I heard the scratching of pen on paper.
‘There,’ said Willumsen, tossing the papers and the pen onto the duvet in front of me. ‘Now stop her!’
I saw Rita Willumsen move to the edge of the hole. Same pose as in the boat, as though she were about to dive.
‘Not until you’ve signed both copies,’ I said without taking my eyes from the screen. Heard Willumsen grab the papers again and write.
I checked the signatures. They looked right.
Willumsen yelled, and I looked at the screen. I hadn’t heard anything like a splash. Rita was good. The loose section of ice filled the screen and we saw a small pale hand take hold of it and lift it.
‘You can stop, Shannon. He’s signed.’
For an instant it looked as though Shannon was going to drop the lid over the hole anyway.

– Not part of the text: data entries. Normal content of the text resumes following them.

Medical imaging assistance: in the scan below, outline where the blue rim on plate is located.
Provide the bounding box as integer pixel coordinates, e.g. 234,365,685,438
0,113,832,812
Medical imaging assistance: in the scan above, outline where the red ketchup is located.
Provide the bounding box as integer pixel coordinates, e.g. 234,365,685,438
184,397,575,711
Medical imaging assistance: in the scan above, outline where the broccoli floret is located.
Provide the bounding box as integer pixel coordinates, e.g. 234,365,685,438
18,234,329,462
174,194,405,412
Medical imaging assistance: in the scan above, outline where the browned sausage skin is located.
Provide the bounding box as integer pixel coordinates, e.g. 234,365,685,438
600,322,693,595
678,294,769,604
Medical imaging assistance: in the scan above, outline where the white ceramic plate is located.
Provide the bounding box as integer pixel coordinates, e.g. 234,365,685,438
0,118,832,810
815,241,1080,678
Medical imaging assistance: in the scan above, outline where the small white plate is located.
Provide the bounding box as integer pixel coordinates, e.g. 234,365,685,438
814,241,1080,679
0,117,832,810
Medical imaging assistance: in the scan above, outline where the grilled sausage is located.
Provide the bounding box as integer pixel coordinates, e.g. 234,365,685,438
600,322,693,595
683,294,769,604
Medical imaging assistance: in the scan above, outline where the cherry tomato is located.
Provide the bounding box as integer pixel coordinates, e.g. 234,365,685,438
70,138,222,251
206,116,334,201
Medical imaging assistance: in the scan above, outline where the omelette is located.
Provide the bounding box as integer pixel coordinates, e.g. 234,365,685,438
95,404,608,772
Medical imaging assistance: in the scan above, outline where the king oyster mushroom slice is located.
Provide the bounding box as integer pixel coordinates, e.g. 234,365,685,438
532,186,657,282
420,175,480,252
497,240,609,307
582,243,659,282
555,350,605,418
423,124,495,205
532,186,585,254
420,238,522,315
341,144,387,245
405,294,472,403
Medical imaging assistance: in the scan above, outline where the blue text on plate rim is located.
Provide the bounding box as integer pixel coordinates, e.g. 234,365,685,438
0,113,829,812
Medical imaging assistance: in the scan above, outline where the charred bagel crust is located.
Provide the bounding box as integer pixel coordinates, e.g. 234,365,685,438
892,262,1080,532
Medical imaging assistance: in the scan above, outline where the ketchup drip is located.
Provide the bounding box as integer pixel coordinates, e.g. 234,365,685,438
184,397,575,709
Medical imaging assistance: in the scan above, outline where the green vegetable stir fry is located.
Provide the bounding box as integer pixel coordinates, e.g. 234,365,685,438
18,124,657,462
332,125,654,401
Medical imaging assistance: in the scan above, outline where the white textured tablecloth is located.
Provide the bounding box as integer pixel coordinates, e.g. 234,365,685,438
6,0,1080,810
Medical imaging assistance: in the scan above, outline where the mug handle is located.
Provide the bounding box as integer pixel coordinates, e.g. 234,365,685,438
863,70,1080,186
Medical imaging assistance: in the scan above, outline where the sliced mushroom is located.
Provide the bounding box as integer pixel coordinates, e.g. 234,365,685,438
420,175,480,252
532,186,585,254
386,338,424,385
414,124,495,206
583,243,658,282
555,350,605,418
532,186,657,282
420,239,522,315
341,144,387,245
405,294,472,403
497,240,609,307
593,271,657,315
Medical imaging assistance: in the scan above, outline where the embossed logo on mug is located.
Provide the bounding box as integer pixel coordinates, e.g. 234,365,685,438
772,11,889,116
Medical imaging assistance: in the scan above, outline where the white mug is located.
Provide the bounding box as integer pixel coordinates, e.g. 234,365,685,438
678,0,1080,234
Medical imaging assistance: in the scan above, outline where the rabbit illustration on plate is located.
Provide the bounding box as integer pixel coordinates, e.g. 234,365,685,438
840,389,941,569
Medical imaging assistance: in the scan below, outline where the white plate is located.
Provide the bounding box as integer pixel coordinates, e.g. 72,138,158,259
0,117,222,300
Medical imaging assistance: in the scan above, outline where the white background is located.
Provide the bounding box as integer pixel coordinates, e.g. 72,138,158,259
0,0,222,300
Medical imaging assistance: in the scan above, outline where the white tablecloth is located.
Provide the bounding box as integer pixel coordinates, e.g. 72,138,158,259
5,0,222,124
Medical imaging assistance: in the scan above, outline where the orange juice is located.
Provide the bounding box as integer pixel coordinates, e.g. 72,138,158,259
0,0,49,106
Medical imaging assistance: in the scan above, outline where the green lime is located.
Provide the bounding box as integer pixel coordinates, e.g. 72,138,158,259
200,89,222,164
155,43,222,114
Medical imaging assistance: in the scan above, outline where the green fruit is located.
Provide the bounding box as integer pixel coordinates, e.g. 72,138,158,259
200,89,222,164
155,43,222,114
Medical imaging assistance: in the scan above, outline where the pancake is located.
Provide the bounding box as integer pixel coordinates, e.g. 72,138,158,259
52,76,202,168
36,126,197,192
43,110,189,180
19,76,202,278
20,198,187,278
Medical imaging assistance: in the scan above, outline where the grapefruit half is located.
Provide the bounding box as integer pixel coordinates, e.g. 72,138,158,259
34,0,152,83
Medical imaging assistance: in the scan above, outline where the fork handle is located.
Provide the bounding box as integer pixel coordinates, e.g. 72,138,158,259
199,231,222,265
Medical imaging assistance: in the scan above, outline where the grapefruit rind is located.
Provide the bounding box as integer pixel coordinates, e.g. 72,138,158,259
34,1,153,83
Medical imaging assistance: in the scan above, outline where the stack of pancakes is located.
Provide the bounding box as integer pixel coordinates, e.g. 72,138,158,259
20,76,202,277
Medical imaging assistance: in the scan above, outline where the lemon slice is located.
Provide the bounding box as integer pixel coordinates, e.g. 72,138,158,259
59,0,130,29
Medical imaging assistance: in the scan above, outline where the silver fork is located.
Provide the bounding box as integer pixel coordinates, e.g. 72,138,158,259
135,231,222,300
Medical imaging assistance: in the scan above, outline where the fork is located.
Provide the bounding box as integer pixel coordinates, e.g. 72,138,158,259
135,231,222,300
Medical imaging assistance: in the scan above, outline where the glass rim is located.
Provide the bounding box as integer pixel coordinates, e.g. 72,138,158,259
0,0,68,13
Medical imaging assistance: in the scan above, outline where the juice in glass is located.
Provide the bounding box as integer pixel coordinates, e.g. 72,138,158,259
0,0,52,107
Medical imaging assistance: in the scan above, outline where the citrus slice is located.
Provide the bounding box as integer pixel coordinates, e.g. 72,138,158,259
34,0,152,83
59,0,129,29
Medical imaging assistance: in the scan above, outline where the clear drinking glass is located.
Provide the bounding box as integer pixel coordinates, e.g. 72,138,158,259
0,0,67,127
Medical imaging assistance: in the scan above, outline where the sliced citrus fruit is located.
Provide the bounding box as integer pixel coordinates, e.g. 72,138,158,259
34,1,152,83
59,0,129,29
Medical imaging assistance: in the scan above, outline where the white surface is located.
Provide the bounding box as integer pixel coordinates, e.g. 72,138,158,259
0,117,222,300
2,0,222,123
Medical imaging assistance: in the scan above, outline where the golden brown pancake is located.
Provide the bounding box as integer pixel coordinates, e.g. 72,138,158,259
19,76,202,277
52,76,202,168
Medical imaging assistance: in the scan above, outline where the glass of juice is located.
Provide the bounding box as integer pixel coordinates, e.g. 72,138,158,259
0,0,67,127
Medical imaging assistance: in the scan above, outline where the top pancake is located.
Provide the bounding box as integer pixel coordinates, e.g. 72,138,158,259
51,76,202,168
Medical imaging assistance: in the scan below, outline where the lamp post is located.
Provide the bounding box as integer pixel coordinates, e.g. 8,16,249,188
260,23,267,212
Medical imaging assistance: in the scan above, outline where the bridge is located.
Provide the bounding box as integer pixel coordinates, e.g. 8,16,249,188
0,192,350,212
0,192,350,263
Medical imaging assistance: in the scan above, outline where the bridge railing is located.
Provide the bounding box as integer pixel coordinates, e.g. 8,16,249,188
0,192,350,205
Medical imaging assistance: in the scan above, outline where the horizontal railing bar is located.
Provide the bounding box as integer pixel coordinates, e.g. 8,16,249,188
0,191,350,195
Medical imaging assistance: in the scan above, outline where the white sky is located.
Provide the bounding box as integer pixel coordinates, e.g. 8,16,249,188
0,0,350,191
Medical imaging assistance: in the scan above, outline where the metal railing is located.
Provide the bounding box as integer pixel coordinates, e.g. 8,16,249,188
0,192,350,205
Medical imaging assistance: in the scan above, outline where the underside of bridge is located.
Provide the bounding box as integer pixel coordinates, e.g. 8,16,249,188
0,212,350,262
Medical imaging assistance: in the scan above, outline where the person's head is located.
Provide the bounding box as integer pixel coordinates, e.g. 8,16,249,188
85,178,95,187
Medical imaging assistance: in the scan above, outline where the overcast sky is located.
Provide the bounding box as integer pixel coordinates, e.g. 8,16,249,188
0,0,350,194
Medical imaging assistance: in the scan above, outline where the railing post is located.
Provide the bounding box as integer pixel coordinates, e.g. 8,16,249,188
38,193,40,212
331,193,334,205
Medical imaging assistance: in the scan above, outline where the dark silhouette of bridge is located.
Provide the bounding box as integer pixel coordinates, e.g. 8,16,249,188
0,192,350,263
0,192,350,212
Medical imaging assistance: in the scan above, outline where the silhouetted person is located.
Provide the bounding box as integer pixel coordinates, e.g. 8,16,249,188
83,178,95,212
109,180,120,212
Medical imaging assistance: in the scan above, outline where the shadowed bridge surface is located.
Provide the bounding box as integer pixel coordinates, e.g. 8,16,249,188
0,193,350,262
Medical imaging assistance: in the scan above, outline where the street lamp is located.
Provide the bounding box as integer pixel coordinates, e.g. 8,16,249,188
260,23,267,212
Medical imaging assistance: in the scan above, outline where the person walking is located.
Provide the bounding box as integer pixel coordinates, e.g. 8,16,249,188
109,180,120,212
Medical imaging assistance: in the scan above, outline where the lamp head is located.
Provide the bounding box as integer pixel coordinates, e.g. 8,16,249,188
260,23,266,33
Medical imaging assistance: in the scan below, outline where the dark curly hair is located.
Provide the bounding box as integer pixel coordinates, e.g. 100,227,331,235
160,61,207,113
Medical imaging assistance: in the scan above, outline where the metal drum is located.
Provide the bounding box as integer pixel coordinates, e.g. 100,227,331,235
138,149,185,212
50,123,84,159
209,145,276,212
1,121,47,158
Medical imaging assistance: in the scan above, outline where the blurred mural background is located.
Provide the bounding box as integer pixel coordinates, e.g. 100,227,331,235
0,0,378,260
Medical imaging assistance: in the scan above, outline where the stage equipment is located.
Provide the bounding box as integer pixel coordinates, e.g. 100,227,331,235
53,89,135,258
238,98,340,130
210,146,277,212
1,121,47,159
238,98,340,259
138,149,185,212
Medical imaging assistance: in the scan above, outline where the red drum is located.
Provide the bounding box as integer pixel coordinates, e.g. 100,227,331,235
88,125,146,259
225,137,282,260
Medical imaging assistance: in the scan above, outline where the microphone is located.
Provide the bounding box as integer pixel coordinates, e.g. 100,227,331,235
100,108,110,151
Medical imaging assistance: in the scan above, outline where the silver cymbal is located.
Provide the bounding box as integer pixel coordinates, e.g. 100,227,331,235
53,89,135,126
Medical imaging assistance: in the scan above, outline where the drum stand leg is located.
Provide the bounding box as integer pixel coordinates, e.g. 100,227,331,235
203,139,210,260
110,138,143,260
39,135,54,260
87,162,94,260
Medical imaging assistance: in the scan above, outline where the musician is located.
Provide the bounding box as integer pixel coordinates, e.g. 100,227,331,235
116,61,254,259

But then she put it down beside her, and a moment later Rita appeared in the dark water, like a seal, hair smooth and glistening around the laughing face, her breath puffing white smoke signals into the camera.
I ended the connection.
‘Well then,’ I said.
‘Well then,’ said Willumsen.
It was cold in the room, and I had gradually slipped down under the duvet. Not with my whole body, but enough of it that it wouldn’t be completely wrong to say the two of us were sharing a bed.